Courrier des tranchées, Stefan Brijs
Courrier des tranchées, août 2015, 591 pages, 24 €
Ecrivain(s): Stefan Brijs Edition: Héloïse D'Ormesson
La Première Guerre mondiale, à son déclenchement, constitue l’entrée véritable dans le XXe siècle. C’est ce que nous disent les historiens tandis que les écrivains y ont puisé les éléments de romans ayant marqué leur époque, et la littérature de leur pays d’origine. Dans son roman Courrier des tranchées, Stefan Brijs, écrivain belge néerlandophone, prend le parti de décrire la guerre, vue de l’opinion publique, dans les premiers chapitres du roman.
Nous sommes en 1914, dans un quartier populaire de Londres, dans l’East End. John Patterson, étudiant à l’université, est soumis à la pression patriotique, chauvine, déclenchée par les premiers développements du conflit. On le somme de s’enrôler, de faire son devoir, de servir son pays… Ce garçon, pour sa part, préfère étudier la littérature, se plonger dans les poèmes de Keats, les œuvres de Thackeray, dont il apprécie La Foire aux Vanités, Kipling, Milton. Il est en cela aidé précieusement par un ami du nom de William Dunn. Ce dernier n’a cure de cette fièvre patriotique qu’il assimile à de l’imbécillité, de la propagande, de la manipulation. Il initie John Patterson à la littérature allemande, à Goethe dont il fait découvrir Les souffrances du jeune Werther et Faust.

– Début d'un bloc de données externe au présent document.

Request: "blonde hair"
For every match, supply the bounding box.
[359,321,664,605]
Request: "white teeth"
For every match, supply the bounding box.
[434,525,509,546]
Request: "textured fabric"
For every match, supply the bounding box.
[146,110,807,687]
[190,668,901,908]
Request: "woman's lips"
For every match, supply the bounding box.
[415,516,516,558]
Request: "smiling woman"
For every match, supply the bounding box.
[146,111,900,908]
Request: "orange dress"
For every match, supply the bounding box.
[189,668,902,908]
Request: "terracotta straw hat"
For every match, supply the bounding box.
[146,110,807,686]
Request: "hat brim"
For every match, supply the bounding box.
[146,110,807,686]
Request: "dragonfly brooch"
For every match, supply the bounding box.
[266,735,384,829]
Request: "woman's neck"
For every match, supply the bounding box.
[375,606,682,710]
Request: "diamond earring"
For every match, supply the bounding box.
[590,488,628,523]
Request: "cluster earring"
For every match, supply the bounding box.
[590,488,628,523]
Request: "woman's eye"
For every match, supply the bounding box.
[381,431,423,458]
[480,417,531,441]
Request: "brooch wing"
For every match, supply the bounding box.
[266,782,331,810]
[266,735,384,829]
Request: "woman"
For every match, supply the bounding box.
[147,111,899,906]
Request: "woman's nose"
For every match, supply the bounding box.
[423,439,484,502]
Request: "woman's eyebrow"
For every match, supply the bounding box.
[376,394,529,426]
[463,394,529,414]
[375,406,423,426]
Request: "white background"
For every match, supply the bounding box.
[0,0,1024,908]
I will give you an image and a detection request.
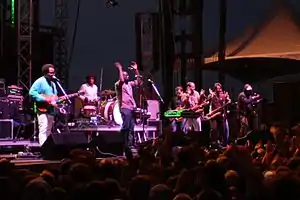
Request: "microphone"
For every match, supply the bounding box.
[52,76,60,82]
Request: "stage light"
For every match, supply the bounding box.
[106,0,120,8]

Après avoir découvert que son père, qui est facteur au Royal Mail, a omis d’envoyer des courriers annonçant la mort de soldats, habitant dans son quartier, John Patterson s’engage, alors que son ami Martin Bromley l’a devancé de quelques mois. John Patterson, dont la mère est très tôt décédée, est le frère de lait de Martin Browley. Il a été élevé en partie par elle.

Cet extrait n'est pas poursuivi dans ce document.